In order to improve the quality of the dataset and retain only biologically meaningful features, the package includes a function to filter features based on QC criteria (QCs_proces) by filtering out features with: (I) poor reproducibility in pooled QCs (based on relative standard deviation of QC intensities); (II) insufficient presence across QC injections (based on detection frequency in QCs); (III) high blank contribution (based on blank/QC mean intensity ratio); (IIII) unreasonable response in diluted QC samples (based on a range of acceptability of QC/diluted QC mean intensity ratio). When group-specific QC pools are available, the filtering retains features meeting quality thresholds in at least one group [3].
2.3 Statistical analyses
A summary table with descriptive statistics can be generated (gentab_descr) considering the sample groups. Normality is assessed via density plots (test_normality_density_plot), Q–Q plots (test_normality_q_q_plot), and the Shapiro–Wilk test (test_normality_Shapiro_table). Data can then be processed via missing value imputation, log-transformation, centering, and scaling (transf_data). A suite of functions supports univariate statistical testing, including t-tests (gentab_P.t.test), fold change analysis (gentab_FC, gentab_FC_more_than2levels), one- and two-way ANOVA, with or without interaction terms (gentab_P.1wayANOVA_posthocTukeyHSD, gentab_P.2wayANOVA_posthocTukeyHSD). Considering the application of such statistical tests on several metabolites, p-values can be corrected using false discovery rate (FDR) procedures [22]. Results can be visualized through volcano plots (Volcano_ttest_FC) and box plots (getBoxplots). The outcome tables from statistical analyses can be enriched with corresponding feature metadata (addINFO_to_table).
For multivariate analysis, a single function (gentab_lm_long) allows the construction of regression models across the entire metabolite dataset, incorporating one or more covariates, with the option of building linear models with fixed effects, mixed-effects models with the “lmerTest” package [23], 24], or Tobit regression for censored data (specifically suited in this workflow for values below or above detection limits) via the “AER” package [25]. The output of the function is a table with complete effect estimates, with related confidence intervals and p-values (with also FDR correction), for each metabolite – covariate pair. Visual summaries of results through a Volcano plot can be created (Volcano_lm). Principal component analyses and heatmap with hierarchical clustering can be also performed with extensive customisation options (getPCA, getHeatMap).
2.4 Miscellaneous
The package also contains functions (getChemData, add_ChemData_to_featINFO) to automatically retrieve chemical properties, synonyms, and identifiers from PubChem using the Power User Gateway (PUG) [26], and chemical ontology classification via the ClassyFire taxonomy [27]. Additionally, a function (do_FELLA_enrichment_analysis) is provided for pathway enrichment analysis using the FELLA package [28].
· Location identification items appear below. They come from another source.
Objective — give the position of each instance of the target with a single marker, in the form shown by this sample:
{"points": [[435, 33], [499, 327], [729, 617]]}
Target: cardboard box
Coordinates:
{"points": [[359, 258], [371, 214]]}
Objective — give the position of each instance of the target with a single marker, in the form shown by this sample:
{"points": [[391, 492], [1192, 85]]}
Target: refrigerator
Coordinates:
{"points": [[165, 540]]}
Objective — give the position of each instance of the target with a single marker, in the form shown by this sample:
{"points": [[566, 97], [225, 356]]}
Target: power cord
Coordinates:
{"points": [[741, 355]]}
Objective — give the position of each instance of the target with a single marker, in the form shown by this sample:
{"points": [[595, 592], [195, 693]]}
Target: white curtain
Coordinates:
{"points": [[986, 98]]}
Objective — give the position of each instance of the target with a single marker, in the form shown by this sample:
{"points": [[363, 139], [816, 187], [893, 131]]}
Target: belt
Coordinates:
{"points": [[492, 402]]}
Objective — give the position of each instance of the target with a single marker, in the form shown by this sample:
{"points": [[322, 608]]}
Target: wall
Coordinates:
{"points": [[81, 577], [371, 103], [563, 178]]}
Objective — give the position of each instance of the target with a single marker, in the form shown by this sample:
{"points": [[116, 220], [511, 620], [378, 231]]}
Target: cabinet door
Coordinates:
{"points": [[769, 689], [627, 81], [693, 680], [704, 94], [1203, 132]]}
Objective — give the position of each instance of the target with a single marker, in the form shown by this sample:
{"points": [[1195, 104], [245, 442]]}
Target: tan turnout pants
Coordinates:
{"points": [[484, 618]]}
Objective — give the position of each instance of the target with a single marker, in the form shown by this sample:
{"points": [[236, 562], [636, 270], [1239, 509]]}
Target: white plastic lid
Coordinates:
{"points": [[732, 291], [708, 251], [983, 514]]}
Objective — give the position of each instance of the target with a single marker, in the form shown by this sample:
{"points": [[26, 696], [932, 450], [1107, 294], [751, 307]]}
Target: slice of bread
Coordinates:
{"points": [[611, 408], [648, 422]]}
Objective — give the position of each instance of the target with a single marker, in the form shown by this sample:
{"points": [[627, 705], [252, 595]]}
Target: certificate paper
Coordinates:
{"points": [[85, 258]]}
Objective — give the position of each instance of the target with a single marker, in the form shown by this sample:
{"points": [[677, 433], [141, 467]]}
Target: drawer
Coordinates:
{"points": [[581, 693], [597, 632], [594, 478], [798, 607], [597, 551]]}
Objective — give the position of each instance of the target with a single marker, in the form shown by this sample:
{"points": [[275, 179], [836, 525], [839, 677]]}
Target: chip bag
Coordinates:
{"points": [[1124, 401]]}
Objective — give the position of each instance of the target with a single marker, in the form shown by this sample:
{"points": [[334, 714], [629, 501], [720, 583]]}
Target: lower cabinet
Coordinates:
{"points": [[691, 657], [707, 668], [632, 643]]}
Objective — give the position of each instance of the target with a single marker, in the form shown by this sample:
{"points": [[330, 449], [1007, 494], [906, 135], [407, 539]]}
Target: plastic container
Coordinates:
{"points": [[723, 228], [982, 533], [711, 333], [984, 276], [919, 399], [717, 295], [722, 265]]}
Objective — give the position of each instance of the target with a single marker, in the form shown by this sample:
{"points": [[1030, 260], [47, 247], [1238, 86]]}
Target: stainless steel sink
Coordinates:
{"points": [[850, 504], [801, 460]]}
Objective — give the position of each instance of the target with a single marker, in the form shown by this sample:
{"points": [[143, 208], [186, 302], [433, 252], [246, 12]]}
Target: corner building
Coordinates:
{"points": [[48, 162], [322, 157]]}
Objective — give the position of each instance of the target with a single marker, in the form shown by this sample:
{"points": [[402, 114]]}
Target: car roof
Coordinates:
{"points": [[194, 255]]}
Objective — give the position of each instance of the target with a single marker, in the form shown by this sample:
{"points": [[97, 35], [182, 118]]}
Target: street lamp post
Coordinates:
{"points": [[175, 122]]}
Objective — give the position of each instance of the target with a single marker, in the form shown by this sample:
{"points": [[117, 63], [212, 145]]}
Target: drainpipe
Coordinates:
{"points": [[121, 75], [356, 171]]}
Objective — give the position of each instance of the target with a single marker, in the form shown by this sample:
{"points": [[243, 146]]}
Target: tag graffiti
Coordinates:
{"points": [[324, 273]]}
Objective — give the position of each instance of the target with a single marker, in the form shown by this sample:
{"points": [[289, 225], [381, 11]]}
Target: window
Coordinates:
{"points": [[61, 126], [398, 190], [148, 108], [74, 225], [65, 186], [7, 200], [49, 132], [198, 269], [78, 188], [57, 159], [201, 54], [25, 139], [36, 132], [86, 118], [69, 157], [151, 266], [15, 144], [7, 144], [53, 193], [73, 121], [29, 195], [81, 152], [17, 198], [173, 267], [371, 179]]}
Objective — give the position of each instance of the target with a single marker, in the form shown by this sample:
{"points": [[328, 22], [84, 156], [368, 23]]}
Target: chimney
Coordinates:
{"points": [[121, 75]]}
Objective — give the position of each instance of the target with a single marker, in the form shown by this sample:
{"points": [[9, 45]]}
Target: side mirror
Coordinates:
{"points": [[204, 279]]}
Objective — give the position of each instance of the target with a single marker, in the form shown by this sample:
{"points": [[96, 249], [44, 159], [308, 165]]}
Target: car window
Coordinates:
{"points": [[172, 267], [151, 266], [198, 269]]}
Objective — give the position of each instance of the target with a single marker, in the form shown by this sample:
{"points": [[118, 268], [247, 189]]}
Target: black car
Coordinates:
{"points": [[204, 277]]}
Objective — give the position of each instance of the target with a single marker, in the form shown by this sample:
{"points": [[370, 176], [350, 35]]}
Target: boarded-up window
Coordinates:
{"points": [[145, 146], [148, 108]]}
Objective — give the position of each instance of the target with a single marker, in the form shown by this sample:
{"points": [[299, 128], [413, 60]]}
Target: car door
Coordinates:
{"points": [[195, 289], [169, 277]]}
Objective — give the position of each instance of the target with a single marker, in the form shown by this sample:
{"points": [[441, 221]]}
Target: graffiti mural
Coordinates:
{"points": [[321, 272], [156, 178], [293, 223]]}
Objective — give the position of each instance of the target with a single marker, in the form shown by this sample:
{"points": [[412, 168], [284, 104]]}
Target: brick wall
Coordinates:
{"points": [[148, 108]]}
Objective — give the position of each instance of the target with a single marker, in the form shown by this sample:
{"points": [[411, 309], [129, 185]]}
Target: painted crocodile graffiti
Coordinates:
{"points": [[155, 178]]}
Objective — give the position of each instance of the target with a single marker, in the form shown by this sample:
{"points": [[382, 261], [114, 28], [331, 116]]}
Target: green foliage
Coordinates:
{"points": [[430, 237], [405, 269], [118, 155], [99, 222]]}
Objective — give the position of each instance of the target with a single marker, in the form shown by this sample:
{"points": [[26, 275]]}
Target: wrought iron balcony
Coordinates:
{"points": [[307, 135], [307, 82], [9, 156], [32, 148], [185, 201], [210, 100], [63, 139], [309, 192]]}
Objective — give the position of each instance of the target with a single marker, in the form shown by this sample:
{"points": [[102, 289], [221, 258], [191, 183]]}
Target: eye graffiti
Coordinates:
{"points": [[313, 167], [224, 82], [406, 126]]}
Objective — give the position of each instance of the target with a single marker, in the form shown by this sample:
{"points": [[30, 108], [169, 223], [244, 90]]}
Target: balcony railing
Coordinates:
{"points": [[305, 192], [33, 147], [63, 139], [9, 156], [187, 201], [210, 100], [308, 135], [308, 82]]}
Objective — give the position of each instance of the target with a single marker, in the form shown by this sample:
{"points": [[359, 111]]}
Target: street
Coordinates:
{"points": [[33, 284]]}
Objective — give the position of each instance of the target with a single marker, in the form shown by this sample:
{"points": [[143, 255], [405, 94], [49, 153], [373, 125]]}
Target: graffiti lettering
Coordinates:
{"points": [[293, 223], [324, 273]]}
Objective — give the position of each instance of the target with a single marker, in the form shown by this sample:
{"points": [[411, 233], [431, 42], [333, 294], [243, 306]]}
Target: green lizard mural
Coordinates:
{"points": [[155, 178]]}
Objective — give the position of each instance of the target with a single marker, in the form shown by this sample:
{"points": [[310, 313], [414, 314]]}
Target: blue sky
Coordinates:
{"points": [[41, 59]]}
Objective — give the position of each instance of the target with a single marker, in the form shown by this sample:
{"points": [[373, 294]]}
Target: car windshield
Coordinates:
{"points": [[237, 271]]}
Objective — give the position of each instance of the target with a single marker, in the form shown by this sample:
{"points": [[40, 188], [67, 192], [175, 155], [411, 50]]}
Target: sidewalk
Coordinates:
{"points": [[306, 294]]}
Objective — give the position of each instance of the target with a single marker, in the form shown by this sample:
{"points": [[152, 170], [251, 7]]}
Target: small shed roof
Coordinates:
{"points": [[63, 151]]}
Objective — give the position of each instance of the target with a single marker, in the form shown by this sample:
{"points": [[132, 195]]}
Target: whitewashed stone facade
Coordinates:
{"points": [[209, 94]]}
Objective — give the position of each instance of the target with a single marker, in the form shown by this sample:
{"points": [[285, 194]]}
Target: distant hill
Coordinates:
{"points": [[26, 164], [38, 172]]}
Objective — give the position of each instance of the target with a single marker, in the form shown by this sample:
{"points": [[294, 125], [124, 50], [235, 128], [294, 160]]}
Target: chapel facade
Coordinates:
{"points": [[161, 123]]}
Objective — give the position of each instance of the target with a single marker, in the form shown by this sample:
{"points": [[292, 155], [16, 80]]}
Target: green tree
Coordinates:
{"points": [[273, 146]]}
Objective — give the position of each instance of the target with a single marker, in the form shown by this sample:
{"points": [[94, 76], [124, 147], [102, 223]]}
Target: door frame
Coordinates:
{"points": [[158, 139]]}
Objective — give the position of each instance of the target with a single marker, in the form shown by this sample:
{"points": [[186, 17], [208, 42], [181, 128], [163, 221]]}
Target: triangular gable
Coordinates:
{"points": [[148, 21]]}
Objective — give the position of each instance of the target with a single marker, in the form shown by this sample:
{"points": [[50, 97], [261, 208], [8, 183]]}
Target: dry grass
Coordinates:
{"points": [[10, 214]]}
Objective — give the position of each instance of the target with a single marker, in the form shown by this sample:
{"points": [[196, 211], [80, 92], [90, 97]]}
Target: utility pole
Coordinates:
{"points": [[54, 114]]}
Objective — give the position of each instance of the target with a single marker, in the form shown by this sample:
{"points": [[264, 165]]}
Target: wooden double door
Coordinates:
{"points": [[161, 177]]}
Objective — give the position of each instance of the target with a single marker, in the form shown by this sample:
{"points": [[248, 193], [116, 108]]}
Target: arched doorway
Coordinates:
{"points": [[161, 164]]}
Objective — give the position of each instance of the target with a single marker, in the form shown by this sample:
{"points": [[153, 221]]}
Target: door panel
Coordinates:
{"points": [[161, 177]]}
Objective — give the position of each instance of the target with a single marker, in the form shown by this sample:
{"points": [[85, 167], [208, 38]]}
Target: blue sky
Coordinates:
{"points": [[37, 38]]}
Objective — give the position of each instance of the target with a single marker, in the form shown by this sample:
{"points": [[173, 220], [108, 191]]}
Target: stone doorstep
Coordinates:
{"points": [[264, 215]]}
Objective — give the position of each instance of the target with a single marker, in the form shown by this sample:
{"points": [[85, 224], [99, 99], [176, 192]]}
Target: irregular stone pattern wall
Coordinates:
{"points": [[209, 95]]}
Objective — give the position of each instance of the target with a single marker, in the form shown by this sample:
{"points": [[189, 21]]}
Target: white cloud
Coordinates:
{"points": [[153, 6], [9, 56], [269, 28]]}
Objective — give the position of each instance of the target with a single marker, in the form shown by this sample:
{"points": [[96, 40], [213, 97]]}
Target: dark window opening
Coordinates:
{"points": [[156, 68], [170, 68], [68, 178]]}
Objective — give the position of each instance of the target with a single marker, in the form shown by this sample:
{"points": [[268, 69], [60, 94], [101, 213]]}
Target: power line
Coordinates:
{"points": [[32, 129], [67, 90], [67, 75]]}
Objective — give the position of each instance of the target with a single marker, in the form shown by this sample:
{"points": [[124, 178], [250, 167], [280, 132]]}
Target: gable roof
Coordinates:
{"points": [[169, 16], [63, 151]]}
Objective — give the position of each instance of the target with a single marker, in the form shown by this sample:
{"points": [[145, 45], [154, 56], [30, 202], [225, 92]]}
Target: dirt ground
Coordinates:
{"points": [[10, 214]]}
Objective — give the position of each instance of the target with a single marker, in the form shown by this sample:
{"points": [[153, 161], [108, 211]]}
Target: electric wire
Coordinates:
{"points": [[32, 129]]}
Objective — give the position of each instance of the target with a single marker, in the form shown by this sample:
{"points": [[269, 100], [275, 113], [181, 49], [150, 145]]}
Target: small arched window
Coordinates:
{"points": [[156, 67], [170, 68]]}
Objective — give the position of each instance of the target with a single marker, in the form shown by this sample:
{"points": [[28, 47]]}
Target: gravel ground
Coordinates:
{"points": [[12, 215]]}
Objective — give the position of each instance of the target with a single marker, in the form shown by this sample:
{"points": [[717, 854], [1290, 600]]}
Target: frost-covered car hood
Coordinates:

Finally, the package includes a functionality (merge_results) to merge results from multiple chromatographic runs and/or ionization modes, prioritising overlapping compounds according to user-defined criteria (e.g., lower mass error, retention time shift, or p-value).
3 Conclusions
In conclusion, the GetFeatistics R-package streamlines the processing and statistical analysis of both targeted and untargeted metabolomics data. It integrates a wide range of functionalities, and the novelty rely particularly in the filtration of features considering pooled QC criteria, including also the use separated pooled QC per sample group, and the efficient construction of multiple regression models with mixed-effect and Tobit models. The package is publicly available, fully documented, actively maintained, and open to contributions from the community.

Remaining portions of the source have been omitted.